Pharmacogenomic testing can help provide positive outcomes
A recent study proved patients with treatment-resistant major depressive disorder (MDD) were 30 percent more likely to respond to treatment on a second try if medication selection was guided by pharmacogenomics testing.
Moreover, the same patients were 50 percent more likely to achieve remission under such conditions.
The study was the largest-ever clinical investigation on depression and was presented at the 2018 American Psychiatric Association (APA) Annual Meeting.
The GeneSight psychotropic genetic test combines personal genetic data with medication information. DNA samples are taken with cheek swabs, which are sent to a laboratory. Results are returned in 36 hours in the form of a color-coded chart listing drugs with significant gene-drug interactions (red), those with moderate gene-drug interactions (yellow), and those that are not associated with any known genetic problems (green) for the patient.

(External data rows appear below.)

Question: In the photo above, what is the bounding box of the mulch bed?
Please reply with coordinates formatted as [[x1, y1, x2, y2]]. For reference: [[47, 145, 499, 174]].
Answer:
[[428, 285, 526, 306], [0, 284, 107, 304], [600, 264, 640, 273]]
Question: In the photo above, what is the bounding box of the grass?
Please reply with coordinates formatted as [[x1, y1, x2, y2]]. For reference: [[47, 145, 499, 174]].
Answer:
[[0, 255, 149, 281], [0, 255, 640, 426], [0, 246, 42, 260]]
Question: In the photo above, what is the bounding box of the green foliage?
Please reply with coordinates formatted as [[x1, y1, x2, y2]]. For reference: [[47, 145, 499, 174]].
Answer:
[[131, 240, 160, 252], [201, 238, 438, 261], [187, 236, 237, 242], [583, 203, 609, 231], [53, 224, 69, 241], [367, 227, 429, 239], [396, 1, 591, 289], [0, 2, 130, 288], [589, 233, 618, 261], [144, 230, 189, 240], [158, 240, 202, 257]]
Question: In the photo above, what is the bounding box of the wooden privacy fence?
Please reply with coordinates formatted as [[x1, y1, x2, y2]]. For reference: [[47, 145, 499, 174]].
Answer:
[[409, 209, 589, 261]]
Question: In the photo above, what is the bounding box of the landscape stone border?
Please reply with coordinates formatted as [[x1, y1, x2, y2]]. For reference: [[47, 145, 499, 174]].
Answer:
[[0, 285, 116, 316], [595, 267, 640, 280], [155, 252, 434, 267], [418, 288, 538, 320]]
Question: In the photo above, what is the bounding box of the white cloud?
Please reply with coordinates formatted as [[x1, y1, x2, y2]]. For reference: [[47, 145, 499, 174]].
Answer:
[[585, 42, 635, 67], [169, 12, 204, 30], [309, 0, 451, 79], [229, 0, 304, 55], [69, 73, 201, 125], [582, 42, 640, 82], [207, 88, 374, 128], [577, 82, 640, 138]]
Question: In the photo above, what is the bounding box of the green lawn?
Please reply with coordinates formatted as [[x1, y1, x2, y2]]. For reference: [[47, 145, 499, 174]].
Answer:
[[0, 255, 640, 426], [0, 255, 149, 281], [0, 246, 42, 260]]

The test cuts uncertainty and wasted time for patient and clinician, according to principal investigator John Greden, MD, executive director of the University of Michigan’s Comprehensive Depression Center, Ann Arbor.
“We’ve been using the test in our depression center, as have a number of centers, especially in patients who have failed a trial of antidepressants. In my case, I use it routinely for anyone who I am seeing for the first visit for the simple reason that I get referrals that are more difficult to treat and I want to know why they have failed other medications, so this is valuable information.”